The EORTC, with the support of Armonea, has launched a study which includes translational research in order to improve prognostic tools and assist in making treatment decisions for elderly patients with cancer who live in nursing homes in Belgium within the Armonea network. This prospective observational study, EORTC 1221, is coordinated by the EORTC Cancer in Elderly Task Force.
There is surprisingly limited data available on the diagnosis and care patterns of elderly patients with cancer, and this lack of information can adversely affect clinical decisions as well as the appropriateness of prescribed treatments. EORTC 1221 has been initiated to collect this much needed information and will include patients aged 65 years or older living in nursing homes with either a suspicion or diagnosis of cancer.
Dr. Hans Wildiers of the University Hospitals Leuven, Chair of the EORTC Cancer in the Elderly Task Force, and Coordinator of this study says, “The incidence of cancer is much higher in the elderly, yet the approach towards this frequent disease in older people is an extremely poorly studied area. Elderly patients are underrepresented in cancer clinical trials. Consequently, it is hard to form evidence-based clinical recommendations for elderly patients in everyday clinical practice, and so, for older individuals living in nursing homes, we expect to find a conservative, palliative treatment in the majority of cases. Such treatment might be justified in some cases, but it could also be considered ‘undertreatment’ in others where quality of life could be improved given adequate diagnostic and therapeutic actions.”

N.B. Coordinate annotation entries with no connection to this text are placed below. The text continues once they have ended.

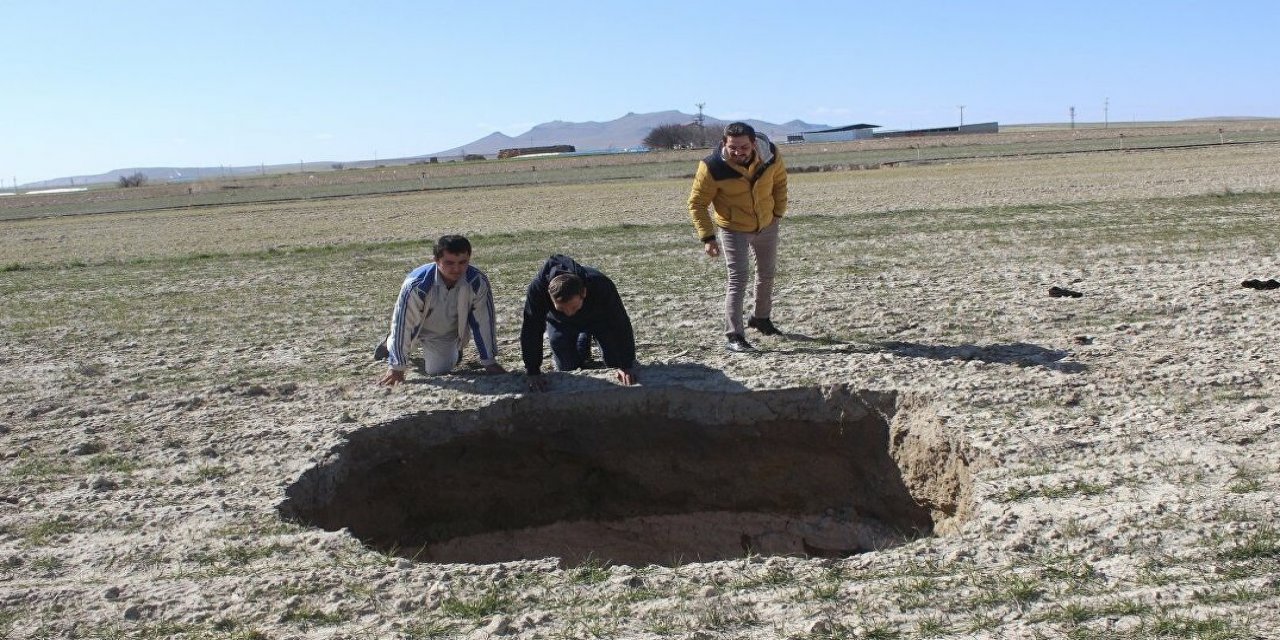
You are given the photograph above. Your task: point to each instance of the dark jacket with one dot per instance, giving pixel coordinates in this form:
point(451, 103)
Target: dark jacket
point(602, 315)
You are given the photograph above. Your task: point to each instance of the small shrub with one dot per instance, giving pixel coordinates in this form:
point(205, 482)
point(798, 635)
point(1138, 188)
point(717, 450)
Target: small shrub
point(137, 179)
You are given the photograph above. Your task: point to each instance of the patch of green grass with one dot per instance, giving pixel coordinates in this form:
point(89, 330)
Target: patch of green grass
point(1261, 543)
point(481, 606)
point(206, 472)
point(112, 462)
point(1246, 480)
point(1078, 613)
point(307, 616)
point(39, 467)
point(932, 626)
point(41, 533)
point(721, 616)
point(1240, 594)
point(589, 572)
point(429, 630)
point(1175, 625)
point(1055, 492)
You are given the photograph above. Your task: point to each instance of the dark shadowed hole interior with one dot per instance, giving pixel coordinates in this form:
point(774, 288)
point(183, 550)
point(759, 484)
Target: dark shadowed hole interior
point(630, 476)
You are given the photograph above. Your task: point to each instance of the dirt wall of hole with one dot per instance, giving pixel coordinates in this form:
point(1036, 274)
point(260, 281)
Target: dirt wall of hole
point(647, 475)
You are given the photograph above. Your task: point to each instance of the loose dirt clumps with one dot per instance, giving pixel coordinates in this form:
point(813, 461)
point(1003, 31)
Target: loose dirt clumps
point(644, 476)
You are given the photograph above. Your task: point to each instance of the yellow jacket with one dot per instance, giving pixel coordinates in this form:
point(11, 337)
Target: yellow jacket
point(741, 204)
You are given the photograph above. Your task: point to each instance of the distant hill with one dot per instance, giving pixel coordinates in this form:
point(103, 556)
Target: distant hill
point(621, 133)
point(624, 132)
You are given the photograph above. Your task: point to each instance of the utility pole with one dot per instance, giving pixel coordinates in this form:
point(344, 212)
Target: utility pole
point(702, 129)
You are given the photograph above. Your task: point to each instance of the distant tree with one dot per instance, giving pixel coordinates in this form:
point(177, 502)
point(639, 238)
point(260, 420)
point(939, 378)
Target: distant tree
point(672, 136)
point(137, 179)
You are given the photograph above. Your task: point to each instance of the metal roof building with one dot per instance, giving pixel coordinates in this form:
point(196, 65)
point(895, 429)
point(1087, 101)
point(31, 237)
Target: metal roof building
point(840, 133)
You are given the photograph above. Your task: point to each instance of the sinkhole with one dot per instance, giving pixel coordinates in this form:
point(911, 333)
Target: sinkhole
point(645, 476)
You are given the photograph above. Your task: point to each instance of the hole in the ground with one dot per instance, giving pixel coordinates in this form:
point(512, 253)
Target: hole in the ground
point(643, 476)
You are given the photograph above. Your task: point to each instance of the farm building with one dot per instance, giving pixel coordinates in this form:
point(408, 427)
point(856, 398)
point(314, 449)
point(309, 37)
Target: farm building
point(840, 133)
point(986, 127)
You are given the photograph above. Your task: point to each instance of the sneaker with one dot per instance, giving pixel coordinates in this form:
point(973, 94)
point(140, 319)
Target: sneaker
point(737, 343)
point(763, 325)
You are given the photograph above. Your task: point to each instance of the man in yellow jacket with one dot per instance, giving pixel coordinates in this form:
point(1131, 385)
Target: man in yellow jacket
point(746, 183)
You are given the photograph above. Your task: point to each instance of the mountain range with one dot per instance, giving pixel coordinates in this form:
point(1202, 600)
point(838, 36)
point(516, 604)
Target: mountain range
point(621, 133)
point(626, 132)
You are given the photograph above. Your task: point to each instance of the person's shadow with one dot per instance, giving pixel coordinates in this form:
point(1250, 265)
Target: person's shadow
point(475, 380)
point(1016, 353)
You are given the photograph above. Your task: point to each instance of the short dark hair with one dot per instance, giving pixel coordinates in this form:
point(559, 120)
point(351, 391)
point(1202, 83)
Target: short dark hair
point(739, 128)
point(453, 245)
point(565, 287)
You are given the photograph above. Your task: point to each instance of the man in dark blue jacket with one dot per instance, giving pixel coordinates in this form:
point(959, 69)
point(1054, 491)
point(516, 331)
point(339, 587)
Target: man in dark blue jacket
point(574, 304)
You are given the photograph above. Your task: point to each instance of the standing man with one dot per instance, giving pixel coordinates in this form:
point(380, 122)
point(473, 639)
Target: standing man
point(440, 305)
point(574, 304)
point(746, 182)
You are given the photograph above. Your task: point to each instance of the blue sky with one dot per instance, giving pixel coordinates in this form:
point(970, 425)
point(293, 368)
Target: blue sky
point(95, 86)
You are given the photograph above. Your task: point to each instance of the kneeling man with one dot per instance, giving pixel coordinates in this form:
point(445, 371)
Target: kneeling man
point(574, 304)
point(440, 305)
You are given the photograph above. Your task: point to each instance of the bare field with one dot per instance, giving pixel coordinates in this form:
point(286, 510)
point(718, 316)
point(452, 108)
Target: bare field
point(168, 375)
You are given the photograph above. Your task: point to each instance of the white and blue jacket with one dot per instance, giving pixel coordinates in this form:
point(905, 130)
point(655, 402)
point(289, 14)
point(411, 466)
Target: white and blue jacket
point(475, 315)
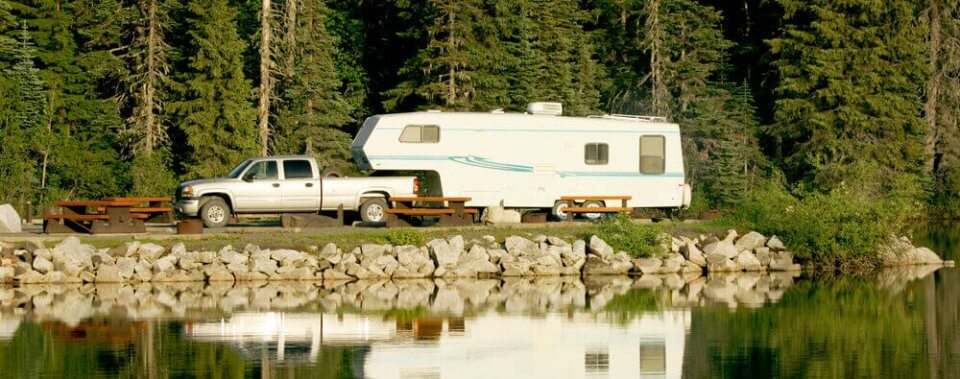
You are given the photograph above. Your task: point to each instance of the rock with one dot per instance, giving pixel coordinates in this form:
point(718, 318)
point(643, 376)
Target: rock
point(443, 254)
point(9, 219)
point(693, 254)
point(725, 248)
point(331, 254)
point(746, 261)
point(600, 247)
point(7, 274)
point(150, 252)
point(647, 265)
point(108, 274)
point(751, 241)
point(229, 256)
point(42, 265)
point(775, 244)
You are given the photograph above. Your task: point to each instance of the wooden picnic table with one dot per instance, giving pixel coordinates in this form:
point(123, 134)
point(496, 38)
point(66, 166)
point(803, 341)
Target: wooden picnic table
point(112, 215)
point(451, 211)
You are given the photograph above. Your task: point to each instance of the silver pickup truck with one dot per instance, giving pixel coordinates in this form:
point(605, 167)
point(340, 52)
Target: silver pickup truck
point(287, 184)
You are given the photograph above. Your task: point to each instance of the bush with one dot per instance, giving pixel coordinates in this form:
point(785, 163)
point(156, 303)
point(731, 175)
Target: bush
point(638, 240)
point(832, 228)
point(401, 237)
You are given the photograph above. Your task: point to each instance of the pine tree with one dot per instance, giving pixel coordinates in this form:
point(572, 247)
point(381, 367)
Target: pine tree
point(848, 98)
point(216, 117)
point(312, 109)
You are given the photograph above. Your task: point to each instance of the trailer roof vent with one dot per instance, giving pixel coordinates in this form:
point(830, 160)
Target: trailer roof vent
point(544, 108)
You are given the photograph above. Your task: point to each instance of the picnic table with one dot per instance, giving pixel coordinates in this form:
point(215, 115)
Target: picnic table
point(572, 209)
point(111, 215)
point(451, 211)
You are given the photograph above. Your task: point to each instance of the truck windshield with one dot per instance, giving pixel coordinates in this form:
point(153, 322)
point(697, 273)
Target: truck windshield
point(235, 173)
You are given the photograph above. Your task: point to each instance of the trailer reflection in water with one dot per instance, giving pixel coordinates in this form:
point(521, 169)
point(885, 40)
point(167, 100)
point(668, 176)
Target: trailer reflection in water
point(489, 344)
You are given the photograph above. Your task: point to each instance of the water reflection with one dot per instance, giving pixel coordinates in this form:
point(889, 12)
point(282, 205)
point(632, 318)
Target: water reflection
point(653, 326)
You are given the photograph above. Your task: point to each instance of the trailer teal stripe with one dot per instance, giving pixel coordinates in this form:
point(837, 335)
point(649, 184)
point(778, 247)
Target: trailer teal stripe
point(487, 164)
point(585, 131)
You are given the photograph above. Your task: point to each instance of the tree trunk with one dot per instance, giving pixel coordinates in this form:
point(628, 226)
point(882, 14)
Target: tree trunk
point(266, 60)
point(933, 86)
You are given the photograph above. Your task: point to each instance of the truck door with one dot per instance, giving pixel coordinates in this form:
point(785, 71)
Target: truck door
point(300, 190)
point(259, 191)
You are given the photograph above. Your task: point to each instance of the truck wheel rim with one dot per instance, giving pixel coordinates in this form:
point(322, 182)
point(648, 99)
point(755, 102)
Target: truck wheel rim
point(215, 214)
point(375, 212)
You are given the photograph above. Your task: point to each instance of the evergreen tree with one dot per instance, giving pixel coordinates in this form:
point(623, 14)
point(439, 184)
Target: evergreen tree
point(848, 99)
point(216, 117)
point(312, 108)
point(149, 83)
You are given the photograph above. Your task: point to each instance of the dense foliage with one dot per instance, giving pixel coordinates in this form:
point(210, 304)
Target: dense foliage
point(102, 98)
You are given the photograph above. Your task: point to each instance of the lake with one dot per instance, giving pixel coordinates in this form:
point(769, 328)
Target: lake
point(893, 323)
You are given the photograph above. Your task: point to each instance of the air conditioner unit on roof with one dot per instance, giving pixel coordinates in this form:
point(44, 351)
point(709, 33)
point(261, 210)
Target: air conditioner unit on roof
point(544, 108)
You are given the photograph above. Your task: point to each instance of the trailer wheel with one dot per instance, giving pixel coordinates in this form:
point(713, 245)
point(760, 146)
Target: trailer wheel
point(557, 212)
point(215, 213)
point(374, 210)
point(593, 216)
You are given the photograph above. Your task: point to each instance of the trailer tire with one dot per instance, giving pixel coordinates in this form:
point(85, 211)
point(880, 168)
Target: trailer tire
point(215, 213)
point(557, 212)
point(593, 216)
point(373, 210)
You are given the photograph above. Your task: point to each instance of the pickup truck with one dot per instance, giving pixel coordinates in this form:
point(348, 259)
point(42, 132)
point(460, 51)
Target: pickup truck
point(287, 184)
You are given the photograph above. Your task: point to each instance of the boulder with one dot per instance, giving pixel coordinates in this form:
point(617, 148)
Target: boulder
point(108, 274)
point(9, 220)
point(693, 254)
point(775, 244)
point(42, 265)
point(746, 261)
point(725, 248)
point(599, 247)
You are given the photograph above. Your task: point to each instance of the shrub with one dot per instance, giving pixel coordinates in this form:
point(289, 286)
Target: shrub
point(832, 228)
point(638, 240)
point(400, 237)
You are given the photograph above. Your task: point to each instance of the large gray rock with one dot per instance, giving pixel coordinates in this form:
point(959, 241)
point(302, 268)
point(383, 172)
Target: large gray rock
point(42, 265)
point(600, 248)
point(725, 248)
point(751, 241)
point(9, 219)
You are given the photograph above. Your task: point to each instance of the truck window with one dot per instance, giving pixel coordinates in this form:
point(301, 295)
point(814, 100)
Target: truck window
point(297, 169)
point(596, 153)
point(263, 170)
point(420, 134)
point(652, 154)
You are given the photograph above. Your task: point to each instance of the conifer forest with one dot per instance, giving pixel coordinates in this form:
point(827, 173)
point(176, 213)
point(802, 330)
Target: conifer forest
point(796, 97)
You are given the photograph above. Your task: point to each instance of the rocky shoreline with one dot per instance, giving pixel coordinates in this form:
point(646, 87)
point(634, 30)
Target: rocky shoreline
point(71, 261)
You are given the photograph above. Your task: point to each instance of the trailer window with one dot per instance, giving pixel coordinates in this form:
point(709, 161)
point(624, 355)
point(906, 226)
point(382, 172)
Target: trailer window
point(652, 154)
point(596, 153)
point(298, 169)
point(420, 134)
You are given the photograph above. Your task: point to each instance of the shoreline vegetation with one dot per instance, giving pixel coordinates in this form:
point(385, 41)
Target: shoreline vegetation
point(616, 247)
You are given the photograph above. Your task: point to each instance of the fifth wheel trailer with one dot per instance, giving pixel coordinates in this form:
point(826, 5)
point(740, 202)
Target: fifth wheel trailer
point(530, 160)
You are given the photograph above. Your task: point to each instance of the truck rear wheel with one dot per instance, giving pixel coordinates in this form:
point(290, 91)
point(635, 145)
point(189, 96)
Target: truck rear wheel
point(374, 210)
point(215, 213)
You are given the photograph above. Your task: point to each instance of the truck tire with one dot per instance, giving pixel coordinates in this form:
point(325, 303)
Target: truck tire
point(373, 210)
point(215, 213)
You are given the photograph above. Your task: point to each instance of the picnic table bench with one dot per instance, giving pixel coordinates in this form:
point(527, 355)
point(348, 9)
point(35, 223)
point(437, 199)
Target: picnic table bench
point(572, 209)
point(451, 211)
point(112, 215)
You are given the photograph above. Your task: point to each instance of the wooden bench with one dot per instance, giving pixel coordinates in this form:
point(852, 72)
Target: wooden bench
point(451, 211)
point(573, 209)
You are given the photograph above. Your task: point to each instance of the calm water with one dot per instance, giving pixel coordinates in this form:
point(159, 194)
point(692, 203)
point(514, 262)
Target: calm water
point(890, 324)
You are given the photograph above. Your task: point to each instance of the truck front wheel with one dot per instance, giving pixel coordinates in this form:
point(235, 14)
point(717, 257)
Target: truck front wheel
point(374, 210)
point(215, 213)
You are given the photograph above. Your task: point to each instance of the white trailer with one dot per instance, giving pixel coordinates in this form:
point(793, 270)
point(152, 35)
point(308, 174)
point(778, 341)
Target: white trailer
point(530, 160)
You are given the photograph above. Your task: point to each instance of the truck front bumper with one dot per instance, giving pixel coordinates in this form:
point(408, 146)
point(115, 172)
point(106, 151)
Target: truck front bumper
point(188, 207)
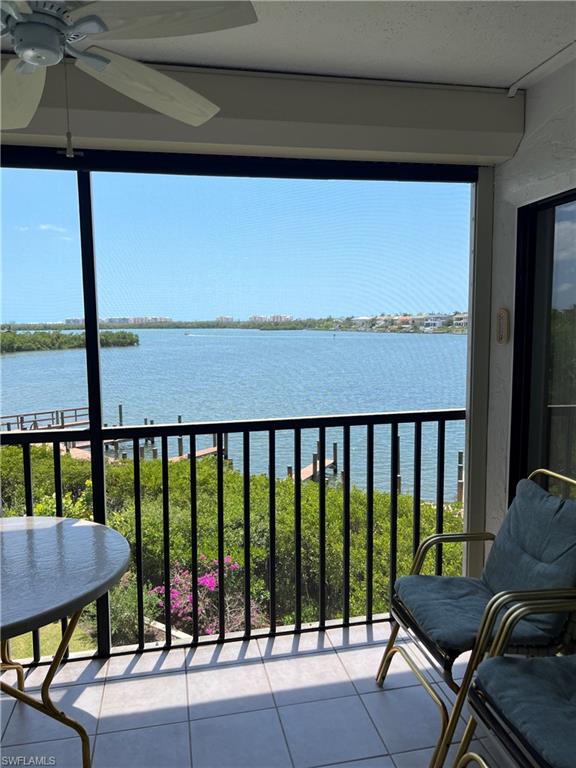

Dr. Maryska Janssen Heijnen of the VieCuri Medical Centre in Venlo, The Netherlands, and Coordinator of this study adds, “This prospective observational study seeks to open the discussion on this delicate issue starting with a solid and extensive description of the present situation. We hope that clinical assessment and biomarker analyses could direct those patients that would derive benefit from a diagnostic and therapeutic approach while at the same time spare these actions for those who would not benefit.”
This EORTC study has two principle objectives. One is to report on referral patterns and motives for non-referral to further oncological assessment and treatment of patients in nursing homes with (a suspicion of) a new or progressive cancer event. It will compare baseline evaluation and outcome of these patients with a control group of nursing home residents without cancer, and, in addition, will compare the diagnosis, treatment and survival patterns of these two cohorts of patients. A second principle objective is to improve prognostic tools for survival including biological markers of ageing to assist in making treatment decisions for these elderly patients with cancer.